- 1-1/2 cups of cooked, cooled and well-drained cannelini beans (or one can, rinsed and well-drained )
- 1/4 cup unsweetened applesauce
- 3 tablespoons oil
- 1 tablespoon vanilla extract
- 1-1/2 teaspoons baking powder
- 1/2 teaspoon baking soda
- 1/4 to 1/2 teaspoon salt
- 1 cup evaporated cane juice or organic sugar
- 1/2 cup almond flour (I used Bob's Red Mill)
- 1/3 cup sorghum flour
- 1/3 cup brown rice flour
- 1/3 cup tapioca flour
- 1 cup vegan chocolate chips
- Blend the beans, applesauce, oil and vanilla in a food processor until smooth.
- Place the baking powder, baking soda, salt, sugar, almond flour, sorghum flour, brown rice flour, and tapioca flour in a large bowl. Whisk the dry ingredients together until all lumps are removed and the flours are combined.
- Add the dry ingredients to the food processor and buzz until the two mixes are well-integrated.
- Stir in the chocolate chips or, add to the processor and buzz carefully a few times until the chips are mixed in but not broken.
- Spread the batter (it will be fairly stiff) into the greased pan and smooth the top.

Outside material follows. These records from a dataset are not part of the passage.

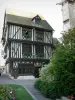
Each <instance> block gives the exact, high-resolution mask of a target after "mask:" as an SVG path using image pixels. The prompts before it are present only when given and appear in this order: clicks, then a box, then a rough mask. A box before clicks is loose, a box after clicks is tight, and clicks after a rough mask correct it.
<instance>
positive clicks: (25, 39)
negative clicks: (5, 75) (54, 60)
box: [2, 13, 53, 78]
mask: <svg viewBox="0 0 75 100" xmlns="http://www.w3.org/2000/svg"><path fill="white" fill-rule="evenodd" d="M52 37H53V28H52V27H51V26H50V25H49V24H48V22H47V21H46V20H43V19H42V18H41V17H40V16H39V15H36V16H34V17H33V18H28V17H23V16H17V15H12V14H7V13H5V16H4V26H3V33H2V44H3V46H4V52H5V54H4V58H5V60H6V71H7V73H9V74H11V75H12V76H14V77H15V78H17V77H18V76H21V75H34V76H37V74H38V73H37V71H38V70H40V68H41V66H42V65H43V63H47V62H49V58H50V56H51V55H52V49H53V44H52Z"/></svg>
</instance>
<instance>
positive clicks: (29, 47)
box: [22, 43, 32, 57]
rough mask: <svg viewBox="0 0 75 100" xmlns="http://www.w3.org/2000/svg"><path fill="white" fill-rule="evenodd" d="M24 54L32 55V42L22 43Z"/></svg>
mask: <svg viewBox="0 0 75 100" xmlns="http://www.w3.org/2000/svg"><path fill="white" fill-rule="evenodd" d="M22 54H23V57H31V55H32V46H31V44H24V43H23V44H22Z"/></svg>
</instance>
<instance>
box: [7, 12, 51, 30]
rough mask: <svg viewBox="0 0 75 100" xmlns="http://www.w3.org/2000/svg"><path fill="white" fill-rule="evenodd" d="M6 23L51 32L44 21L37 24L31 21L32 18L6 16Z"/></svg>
mask: <svg viewBox="0 0 75 100" xmlns="http://www.w3.org/2000/svg"><path fill="white" fill-rule="evenodd" d="M6 21H7V22H10V23H14V24H20V25H25V26H31V27H36V28H41V29H46V30H50V31H53V28H52V27H51V26H50V25H49V23H48V22H47V21H46V20H41V21H40V23H39V24H37V23H34V22H33V21H32V18H28V17H22V16H15V15H11V14H6Z"/></svg>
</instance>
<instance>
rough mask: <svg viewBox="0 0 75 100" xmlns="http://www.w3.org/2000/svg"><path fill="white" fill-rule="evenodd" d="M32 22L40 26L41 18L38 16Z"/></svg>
mask: <svg viewBox="0 0 75 100" xmlns="http://www.w3.org/2000/svg"><path fill="white" fill-rule="evenodd" d="M32 21H33V22H34V23H36V24H40V21H41V18H40V17H39V15H37V16H35V17H34V18H33V19H32Z"/></svg>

- Bake in a pre-heated 350˚ oven for 40 to 50 minutes until a toothpick in the center comes out sort of dry. The edges of the cake will be drier than the center, which will stay a bit moist.

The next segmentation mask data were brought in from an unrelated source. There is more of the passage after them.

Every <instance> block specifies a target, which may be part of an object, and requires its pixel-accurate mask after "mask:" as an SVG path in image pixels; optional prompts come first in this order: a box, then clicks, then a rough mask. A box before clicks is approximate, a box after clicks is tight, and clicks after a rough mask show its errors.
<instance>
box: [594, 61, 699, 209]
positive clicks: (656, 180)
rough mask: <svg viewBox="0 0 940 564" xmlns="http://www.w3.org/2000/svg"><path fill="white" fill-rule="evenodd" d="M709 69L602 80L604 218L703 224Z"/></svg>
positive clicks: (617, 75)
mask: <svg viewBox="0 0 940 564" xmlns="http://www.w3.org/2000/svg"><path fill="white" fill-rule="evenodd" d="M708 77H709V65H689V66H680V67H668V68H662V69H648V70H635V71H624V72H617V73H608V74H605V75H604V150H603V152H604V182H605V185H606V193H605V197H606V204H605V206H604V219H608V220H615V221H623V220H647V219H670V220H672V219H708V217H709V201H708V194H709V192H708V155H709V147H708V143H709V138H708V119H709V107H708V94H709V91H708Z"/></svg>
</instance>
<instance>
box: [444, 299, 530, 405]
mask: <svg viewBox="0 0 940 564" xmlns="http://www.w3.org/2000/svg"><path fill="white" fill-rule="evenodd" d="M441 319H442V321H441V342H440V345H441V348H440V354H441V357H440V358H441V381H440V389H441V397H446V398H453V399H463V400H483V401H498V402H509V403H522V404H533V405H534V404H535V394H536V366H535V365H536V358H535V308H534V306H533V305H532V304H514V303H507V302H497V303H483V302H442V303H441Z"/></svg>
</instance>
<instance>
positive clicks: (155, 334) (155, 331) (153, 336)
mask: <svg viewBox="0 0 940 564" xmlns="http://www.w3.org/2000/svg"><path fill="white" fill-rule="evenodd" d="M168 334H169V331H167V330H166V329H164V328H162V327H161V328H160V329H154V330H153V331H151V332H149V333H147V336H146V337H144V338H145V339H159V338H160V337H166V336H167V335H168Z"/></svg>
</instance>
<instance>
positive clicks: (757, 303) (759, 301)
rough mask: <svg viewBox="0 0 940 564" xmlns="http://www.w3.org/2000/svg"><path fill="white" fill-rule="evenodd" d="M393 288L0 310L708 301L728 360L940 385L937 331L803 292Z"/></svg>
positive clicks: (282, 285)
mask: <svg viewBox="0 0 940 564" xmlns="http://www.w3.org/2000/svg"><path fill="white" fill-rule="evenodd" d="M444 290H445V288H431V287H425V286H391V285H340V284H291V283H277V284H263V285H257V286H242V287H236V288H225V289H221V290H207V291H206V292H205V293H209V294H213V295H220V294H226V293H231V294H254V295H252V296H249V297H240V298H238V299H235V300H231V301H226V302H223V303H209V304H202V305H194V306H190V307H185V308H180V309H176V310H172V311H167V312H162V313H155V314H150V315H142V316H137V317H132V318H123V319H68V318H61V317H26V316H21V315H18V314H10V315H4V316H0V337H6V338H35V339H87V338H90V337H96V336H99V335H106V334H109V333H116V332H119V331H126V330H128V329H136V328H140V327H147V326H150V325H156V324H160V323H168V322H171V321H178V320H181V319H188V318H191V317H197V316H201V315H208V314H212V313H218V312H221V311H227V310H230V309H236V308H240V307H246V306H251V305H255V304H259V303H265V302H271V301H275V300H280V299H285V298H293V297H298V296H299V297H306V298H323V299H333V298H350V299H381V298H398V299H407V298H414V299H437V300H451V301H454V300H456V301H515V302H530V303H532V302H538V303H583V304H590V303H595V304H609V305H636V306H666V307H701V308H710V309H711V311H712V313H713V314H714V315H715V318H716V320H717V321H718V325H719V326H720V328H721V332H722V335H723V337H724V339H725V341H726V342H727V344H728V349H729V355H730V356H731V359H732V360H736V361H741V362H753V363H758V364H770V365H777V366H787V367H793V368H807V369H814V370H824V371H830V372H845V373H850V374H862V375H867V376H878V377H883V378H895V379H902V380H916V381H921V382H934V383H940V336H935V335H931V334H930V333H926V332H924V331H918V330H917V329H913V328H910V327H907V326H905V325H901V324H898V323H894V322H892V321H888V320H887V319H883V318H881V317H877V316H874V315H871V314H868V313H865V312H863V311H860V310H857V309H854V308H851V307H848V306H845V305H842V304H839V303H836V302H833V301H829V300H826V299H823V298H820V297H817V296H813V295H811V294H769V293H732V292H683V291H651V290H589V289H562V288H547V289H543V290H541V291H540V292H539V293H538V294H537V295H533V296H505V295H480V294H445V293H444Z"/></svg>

- Cool on a rack for about 20 minutes before removing from the pan. If you haven't used a spring-form pan, good luck.
- UPDATE: I placed a round of parchment paper on the pan bottom and greased it, before adding the batter and baking. After the cake had cooled about 20 minutes, I placed a plate over the top, flipped it over, peeled off the paper, placed a serving plate over the cake and flipped the cake right side up. It worked much better than trying to remove the cake from the pan bottom.